Heavy engineering and LNG shipping dent MISC earnings

Heavy engineering and LNG shipping dent MISC earnings
Energy shipping firm turns in lower net profit of RM530mil for Q4

PETALING JAYA:MISC Bhd’s net profit for the fourth quarter ended Dec 31 declined to RM529.8mil from RM752.7mil a year ago mainly due to lower revenue contributions from its heavy engineering and liquefied natural gas (LNG) shipping segments.

The group announced second interim (tax exempt) dividend of 20 sen per share for the financial year to be paid on March 16.

The quarter’s revenue of RM2.52bil was 24% lower than last year corresponding quarter’s revenue of RM3.31bil

Heavy engineering’s lower revenue was due to fewer and lower backlog and order intake in its heavy engineering sub-segment.

For the full year, MISC net profit was higher at RM2.58bil compared to RM2.47bil in 2015, despite lower revenue of RM9.6bil.

The increase in profit was mainly due to the recognition of gains on acquisition of subsidiaries and disposal of a subsidiary in the financial year.

“The year 2016 saw the global shipping industry undergoing another volatile year where businesses across the oil and gas supply chain suffered under very difficult market conditions. “Despite the prevailing challenges in 2016, MISC once again proved its resilience by turning in commendable financial and operational performances.

“We expect no less than another challenging year ahead.

However, we still see growth opportunities and we believe we have the resources to pursue these possibilities. Our priorities remain unchanged and the future growth of MISC will be guided by MISC 2020: our five-year business strategy towards attaining a sustainable level of secured profits by 2020,” said president and group chief executive officer Yee Yang Chien in a statement yesterday.

For this year, MISC foresees the petroleum shipping segment’s performance will come under pressure, with high fleet growth and potentially lower tonne mile demand as a result of reduced OPEC oil production post January 2017’s quota restriction.

On the LNG front, global LNG supply is expected to increase by 14% with the completion of new liquefaction plants this year. Despite the increase in gas supply, demand for LNG shipping is expected to remain sluggish as the tonnage oversupply situation will continue to persist as a result of higher vessel deliveries and lower project absorption.

This however will not impact the steady performance of the group’s LNG business segment as most of the vessels are employed under long-term charters.

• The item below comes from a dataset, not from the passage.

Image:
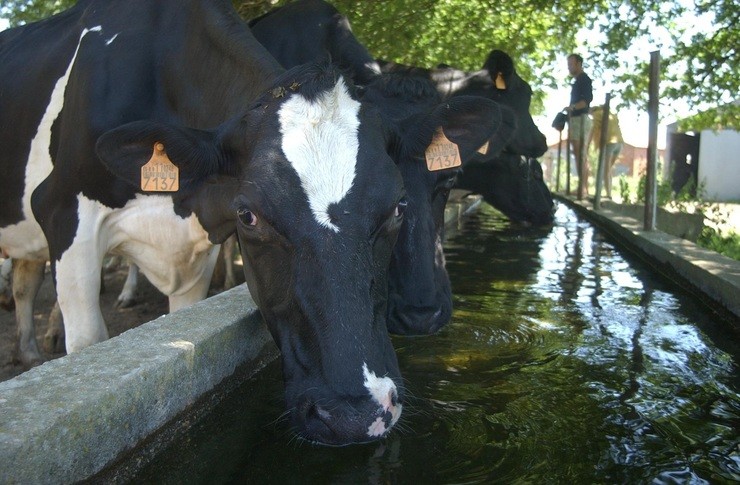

The heavy engineering segment will continue with its effort on cost management and resource optimization to reduce its operating cost in line with the outlook of the industry. In addition, the group intensifies its effort to replenish its orderbook, namely from onshore segment, hook-up and commissioning and facilities improvement.

“Our conservative success in 2016 was the result of recognising the fact that global energy volatility would linger for yet a while and taking the necessary steps to reshape and future-proof our business.

“To this end, our key business segments took measures to strengthen their positions and their offerings to customers, as well as to protect themselves from the vagaries of the market,” said Yee.